Semicolon – Modern ports of his old software, including Mac games (Richard Moss)
Spiderweb Software – Actively making rpgs since the 90’s (Andy Hat)
Stick Software – Developer of various applications and games for the Mac (Richard Moss)
Storm Impact – Developer of MacSki and other Mac games. The downloads come in an emulator friendly format. (Mike Piontek)
Wendell Hicken – Creator of Scorched Earth (kilowatt)
Winograd – Developer of Mac and Windows games (Richard Moss)
Zugg Software – Creator of MUD clients (Richard Moss)

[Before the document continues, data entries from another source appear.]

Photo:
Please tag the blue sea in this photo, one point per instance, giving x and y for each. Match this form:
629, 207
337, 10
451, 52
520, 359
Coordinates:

Read This: The Generous Space of Alternative Game Engines

With Unity doing all of their nonsense lately, I really enjoyed this post from Nathalie Lawhead about alternative game engines. Of course not everyone can switch game engines but with a lot of people considering switching to something else, or even writing their own, I thought this was a nice list. Even if you weren’t using Unity, or you are and have no plans to switch, it’s worth reading. Sometimes it’s nice to just make a tiny game in another engine, just to try it out and possibly make something outside of your comfort zone, without the pressure of it having to be something amazing.

Computer Store Photo Dump: Computer City in Hawaii

Sometimes between the time when I posted this to my computer store social media account a few years ago and now, most of the archives for this newspaper went down so I thought I would repost the Wayback Machine link for the Star Bulletin reporting in 1998 that the Computer City stores in its Waikele and Kakaako locations closed pending a $275 million acquisition by CompUSA. I just realized now that this lines up with when my local Computer City in Northville, Michigan had closed after only being open for two years. From browsing Wikipedia, it sounds like CompUSA had no interest in keeping the Computer City brand and either closed the stores (mine was fairly close to a CompUSA) or converted them to CompUSA stores.

a man and woman pushing boxes on a cart out of a Computer City store
From the Star-Bulletin: “Dr. Doug Johnson of Kaimuki is assisted by Computer City
associate Nancy Tapia, while he carts off the very last computer
system sold at Computer City’s Victoria Ward store. The store
is now closed, making way for Pier 1 Imports.

I also came across this article about a Computer City opening.

Sales associates John Powell, left, talks with Edmund Chu and his brother, Richard Chu, about Apple computers in the new Computer City store on Auahi Street, across from Ward Centre in Kakaako.